I have known the reason why skate can slide over ice is that water's melting curve in terms of pressure and temperature has a negative slope. If the pressure due to our mass increases sufficiently high, the ice starts to melt.
But someone says, according to latest research, it is not true because the time for which we pressure the ice is too short so the ice can't has enough time to melt.
Which is more reasonable between the two arguments?
Decrease of the melting temperature with pressure increase is not enough to explain skating (I conducted the calculation myself, but please see http://scitation.aip.org/content/aapt/journal/ajp/63/10/10.1119/1.18028). AFAIK, skating can be explained by ice melting due to heating caused by friction.

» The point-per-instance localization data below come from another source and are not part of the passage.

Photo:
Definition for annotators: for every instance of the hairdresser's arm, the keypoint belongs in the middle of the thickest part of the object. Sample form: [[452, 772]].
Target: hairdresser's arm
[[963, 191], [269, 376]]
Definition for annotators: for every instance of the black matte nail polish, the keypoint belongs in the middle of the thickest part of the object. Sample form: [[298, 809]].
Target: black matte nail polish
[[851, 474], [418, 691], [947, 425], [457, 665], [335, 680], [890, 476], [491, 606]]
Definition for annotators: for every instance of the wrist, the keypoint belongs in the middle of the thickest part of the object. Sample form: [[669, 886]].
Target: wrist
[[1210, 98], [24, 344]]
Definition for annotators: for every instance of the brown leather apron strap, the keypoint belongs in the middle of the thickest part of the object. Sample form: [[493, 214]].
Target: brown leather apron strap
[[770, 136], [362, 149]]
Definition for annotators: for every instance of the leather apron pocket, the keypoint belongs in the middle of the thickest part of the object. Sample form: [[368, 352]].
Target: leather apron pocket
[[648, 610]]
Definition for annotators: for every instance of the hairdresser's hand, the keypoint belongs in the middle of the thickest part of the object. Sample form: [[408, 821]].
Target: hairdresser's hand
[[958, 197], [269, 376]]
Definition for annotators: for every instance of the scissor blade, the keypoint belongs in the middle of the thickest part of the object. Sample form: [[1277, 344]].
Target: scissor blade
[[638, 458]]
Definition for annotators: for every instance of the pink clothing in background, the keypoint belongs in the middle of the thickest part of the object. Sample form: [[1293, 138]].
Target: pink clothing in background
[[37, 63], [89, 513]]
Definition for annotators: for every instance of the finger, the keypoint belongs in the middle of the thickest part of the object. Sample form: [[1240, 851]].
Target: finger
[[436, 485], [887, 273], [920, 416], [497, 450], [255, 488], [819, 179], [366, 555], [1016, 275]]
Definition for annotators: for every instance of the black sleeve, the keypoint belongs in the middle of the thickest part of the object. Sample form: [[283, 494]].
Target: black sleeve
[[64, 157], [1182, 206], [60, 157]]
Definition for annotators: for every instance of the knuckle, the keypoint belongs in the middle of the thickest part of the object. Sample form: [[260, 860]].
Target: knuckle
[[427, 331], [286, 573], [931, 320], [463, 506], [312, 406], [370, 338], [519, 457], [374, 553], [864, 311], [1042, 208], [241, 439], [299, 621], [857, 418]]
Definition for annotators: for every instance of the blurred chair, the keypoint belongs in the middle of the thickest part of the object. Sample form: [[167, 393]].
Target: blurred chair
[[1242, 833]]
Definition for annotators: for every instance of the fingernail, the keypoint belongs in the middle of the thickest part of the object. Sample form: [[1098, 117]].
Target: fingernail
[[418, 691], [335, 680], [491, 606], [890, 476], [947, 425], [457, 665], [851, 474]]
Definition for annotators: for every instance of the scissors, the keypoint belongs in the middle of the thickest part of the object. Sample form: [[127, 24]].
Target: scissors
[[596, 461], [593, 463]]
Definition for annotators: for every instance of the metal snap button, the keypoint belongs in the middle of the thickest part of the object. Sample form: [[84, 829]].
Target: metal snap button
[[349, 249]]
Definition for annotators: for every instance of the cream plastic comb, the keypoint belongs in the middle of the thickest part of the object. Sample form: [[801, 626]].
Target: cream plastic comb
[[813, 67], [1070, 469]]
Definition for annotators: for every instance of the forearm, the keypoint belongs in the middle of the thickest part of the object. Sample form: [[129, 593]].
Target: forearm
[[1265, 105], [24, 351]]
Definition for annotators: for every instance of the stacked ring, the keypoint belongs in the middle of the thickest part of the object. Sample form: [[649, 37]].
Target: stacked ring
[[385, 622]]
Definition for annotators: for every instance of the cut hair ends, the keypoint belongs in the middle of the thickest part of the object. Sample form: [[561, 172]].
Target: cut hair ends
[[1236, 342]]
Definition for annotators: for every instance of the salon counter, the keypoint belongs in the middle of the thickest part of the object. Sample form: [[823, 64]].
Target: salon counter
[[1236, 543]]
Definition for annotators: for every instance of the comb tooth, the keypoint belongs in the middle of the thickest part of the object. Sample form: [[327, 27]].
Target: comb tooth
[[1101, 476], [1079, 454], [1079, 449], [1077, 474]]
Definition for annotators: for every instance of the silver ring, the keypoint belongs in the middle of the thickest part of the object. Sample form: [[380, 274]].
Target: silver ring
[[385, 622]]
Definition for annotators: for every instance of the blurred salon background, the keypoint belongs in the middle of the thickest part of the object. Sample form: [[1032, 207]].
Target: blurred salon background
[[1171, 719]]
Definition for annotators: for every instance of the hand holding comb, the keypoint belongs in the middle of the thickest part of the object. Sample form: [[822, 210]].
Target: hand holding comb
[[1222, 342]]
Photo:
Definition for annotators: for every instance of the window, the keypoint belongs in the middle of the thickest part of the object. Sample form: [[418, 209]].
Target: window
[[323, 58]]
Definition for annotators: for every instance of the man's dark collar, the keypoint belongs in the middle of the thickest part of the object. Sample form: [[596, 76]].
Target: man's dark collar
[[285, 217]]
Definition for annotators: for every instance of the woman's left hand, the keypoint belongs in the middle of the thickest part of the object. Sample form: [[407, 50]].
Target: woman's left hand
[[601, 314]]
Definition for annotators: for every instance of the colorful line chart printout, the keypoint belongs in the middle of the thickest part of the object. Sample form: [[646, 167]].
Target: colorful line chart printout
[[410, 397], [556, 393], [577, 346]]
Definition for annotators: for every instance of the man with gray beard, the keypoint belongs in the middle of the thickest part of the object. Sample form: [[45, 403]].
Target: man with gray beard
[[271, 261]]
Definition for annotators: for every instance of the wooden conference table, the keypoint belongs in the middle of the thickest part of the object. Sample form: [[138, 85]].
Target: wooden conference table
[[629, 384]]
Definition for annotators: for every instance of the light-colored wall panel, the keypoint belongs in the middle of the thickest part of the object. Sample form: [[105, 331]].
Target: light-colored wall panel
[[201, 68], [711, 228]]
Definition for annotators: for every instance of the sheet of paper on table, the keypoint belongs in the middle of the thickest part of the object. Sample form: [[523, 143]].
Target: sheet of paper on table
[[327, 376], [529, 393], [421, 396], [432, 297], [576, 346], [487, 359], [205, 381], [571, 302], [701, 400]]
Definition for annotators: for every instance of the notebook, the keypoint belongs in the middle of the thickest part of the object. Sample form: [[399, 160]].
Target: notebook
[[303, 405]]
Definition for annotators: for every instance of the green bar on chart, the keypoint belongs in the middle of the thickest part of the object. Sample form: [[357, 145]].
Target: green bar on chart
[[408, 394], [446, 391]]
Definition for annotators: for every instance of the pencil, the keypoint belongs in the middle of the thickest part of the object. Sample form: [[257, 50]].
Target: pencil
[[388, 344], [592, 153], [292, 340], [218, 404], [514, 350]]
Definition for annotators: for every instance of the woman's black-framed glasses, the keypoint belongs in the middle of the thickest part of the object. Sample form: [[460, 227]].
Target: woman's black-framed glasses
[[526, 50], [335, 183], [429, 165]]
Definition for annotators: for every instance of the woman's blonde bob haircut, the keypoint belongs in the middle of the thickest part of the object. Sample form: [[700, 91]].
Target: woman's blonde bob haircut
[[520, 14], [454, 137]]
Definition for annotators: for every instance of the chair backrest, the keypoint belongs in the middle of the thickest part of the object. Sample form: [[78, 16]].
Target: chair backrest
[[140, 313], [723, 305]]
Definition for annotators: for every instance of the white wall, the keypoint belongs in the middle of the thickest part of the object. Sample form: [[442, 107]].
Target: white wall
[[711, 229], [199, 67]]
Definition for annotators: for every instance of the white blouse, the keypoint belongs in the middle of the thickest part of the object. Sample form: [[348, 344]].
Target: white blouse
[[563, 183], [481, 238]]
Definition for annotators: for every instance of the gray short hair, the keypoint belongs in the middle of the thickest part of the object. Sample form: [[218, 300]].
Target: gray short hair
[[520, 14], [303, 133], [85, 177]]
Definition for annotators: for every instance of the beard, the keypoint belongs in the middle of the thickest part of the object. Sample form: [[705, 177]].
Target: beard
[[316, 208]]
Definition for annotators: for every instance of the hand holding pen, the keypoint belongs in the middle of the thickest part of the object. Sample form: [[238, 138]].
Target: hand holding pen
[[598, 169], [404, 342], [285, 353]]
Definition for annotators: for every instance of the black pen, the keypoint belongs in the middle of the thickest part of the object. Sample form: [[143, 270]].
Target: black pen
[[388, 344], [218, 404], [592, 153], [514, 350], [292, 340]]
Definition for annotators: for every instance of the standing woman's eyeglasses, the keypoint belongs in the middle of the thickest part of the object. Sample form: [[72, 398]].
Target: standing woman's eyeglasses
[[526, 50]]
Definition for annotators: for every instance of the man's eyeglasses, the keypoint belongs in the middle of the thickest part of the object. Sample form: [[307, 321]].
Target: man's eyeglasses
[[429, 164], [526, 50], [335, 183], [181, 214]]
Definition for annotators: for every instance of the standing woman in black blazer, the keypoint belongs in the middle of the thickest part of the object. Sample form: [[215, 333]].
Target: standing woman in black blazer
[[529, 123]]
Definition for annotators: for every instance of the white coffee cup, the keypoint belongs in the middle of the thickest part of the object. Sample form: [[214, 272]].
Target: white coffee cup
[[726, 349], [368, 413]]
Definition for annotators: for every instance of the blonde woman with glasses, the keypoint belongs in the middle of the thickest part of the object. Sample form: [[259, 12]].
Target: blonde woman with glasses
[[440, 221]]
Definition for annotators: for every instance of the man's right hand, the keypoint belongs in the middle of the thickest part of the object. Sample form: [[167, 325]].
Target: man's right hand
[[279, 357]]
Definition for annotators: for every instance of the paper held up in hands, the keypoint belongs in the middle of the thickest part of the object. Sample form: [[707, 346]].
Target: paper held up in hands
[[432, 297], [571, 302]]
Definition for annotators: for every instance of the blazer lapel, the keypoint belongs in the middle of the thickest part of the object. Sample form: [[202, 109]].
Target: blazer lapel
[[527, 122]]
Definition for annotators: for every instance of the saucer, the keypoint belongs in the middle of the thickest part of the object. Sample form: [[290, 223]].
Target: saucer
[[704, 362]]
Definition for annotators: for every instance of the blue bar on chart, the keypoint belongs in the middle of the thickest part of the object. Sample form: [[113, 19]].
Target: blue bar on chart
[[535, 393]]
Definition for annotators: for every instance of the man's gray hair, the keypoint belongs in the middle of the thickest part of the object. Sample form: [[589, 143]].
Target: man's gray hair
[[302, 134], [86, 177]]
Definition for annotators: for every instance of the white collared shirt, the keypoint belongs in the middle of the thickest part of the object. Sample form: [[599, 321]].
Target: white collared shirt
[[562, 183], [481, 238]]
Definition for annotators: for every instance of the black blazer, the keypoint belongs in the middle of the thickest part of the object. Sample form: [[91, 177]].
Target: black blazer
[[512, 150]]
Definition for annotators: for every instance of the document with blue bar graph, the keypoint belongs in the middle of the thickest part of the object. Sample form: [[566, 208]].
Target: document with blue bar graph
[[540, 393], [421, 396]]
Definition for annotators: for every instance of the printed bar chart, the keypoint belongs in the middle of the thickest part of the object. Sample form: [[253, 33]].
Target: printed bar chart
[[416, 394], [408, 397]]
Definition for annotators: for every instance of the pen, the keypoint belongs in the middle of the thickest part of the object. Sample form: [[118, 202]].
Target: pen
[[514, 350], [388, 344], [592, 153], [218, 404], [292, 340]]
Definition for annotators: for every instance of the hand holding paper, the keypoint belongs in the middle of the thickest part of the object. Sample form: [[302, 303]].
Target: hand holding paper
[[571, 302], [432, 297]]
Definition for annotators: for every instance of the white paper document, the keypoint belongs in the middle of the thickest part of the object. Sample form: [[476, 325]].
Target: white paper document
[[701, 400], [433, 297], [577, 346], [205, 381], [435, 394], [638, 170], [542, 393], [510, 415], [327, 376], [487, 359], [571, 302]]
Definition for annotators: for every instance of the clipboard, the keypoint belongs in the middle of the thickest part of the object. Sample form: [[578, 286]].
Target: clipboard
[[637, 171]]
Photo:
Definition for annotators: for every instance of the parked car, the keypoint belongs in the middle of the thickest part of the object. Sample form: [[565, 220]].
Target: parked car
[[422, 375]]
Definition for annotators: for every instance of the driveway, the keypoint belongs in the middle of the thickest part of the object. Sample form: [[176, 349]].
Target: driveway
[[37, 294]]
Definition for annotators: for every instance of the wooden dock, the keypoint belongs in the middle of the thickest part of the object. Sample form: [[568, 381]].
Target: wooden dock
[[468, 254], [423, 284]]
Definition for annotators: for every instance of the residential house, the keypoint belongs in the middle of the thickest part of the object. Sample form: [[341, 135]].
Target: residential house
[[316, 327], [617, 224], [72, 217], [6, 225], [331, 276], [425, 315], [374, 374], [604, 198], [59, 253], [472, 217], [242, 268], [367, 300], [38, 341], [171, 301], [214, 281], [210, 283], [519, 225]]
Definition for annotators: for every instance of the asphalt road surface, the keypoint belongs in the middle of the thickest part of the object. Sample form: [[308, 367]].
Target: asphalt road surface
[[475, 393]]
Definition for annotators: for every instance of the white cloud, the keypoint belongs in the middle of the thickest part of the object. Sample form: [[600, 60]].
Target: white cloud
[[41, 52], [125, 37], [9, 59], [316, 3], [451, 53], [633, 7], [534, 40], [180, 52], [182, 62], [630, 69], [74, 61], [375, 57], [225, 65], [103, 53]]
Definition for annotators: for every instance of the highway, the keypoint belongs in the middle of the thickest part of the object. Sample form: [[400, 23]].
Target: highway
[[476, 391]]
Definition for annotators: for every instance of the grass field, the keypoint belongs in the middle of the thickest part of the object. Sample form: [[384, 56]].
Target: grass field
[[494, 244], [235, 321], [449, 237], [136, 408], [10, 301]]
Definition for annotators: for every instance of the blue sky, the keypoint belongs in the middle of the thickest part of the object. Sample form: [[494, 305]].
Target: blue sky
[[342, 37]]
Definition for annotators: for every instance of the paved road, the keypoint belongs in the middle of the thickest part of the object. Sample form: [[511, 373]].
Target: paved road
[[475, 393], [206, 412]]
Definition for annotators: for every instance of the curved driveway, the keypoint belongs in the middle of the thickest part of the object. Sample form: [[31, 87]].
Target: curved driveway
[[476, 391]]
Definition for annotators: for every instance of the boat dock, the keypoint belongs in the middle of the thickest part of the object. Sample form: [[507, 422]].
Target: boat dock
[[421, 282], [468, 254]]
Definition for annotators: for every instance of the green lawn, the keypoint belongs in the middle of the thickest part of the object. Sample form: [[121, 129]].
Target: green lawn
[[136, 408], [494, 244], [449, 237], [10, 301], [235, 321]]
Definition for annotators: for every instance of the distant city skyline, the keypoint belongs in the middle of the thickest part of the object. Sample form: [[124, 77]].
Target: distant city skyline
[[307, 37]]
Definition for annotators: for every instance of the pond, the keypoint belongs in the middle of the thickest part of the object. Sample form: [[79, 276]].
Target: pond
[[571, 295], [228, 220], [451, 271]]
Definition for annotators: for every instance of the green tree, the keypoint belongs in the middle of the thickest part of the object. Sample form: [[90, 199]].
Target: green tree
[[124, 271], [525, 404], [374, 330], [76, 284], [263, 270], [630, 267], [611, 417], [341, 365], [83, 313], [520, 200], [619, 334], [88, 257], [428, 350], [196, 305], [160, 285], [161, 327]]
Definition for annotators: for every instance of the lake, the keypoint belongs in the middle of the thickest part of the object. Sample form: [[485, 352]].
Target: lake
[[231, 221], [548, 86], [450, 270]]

EDIT(10/22/2013): OK, so let us use the Clausius-Clapeiron relation (http://en.wikipedia.org/wiki/Clausius%E2%80%93Clapeyron_relation ): $\frac{dP}{dT}=\frac{L}{T\triangle v}$. Let us assume that $\triangle T=1K$, $L=334\frac{kJ}{kg}$ (http://en.wikipedia.org/wiki/Latent_heat#Specific_latent_heat ), $T=273K$, $\triangle v=10^{-4}\frac{m^3}{kg}$ (1 kg of water has a volume of $10^{-3}m^3$, and volume of ice is 10% greater than volume of water), so $\triangle P \approx1.22\cdot 10^7 Pa$. Let us also assume that the area of a skate is $S=1mm\times 30cm=3\cdot 10^{-4}m^2$ and the mass of the skater is $m=80kg$. Then the pressure exerted by the skater is $\frac{mg}{S}=\frac{80\cdot 9.8}{3\cdot 10^{-4}}\frac{N}{m^2}\approx 2.88\cdot 10^6 Pa$. Therefore, the skater exerts pressure on ice that is four times less than that required to decrease the melting point by 1 degree Celcius.